On Mit, 2012-05-02 at 16:20 -0400, j.glisse@gmail.com wrote:
From: Jerome Glisse jglisse@redhat.com
This convert fence to use uint64_t sequence number intention is to use the fact that uin64_t is big enough that we don't need to care about wrap around.
Tested with and without writeback using 0xFFFFF000 as initial fence sequence and thus allowing to test the wrap around from 32bits to 64bits.
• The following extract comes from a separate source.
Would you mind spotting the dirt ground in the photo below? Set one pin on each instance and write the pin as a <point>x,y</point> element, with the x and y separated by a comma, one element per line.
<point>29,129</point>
Signed-off-by: Jerome Glisse jglisse@redhat.com
[...]
diff --git a/drivers/gpu/drm/radeon/radeon_fence.c b/drivers/gpu/drm/radeon/radeon_fence.c index 7733429..6da1535 100644 --- a/drivers/gpu/drm/radeon/radeon_fence.c +++ b/drivers/gpu/drm/radeon/radeon_fence.c @@ -386,9 +388,9 @@ int radeon_fence_driver_start_ring(struct radeon_device *rdev, int ring) rdev->fence_drv[ring].scratch_reg - rdev->scratch.reg_base; }
- rdev->fence_drv[ring].cpu_addr = &rdev->wb.wb[index/4];
- rdev->fence_drv[ring].cpu_addr = (u64*)&rdev->wb.wb[index/4];
Might want to ensure cpu_addr is 64 bit aligned, or there might be trouble on some architectures.
With this change, Cayman cards will already use six scratch registers for the rings. It won't be possible to extend this scheme for even one additional ring, will it?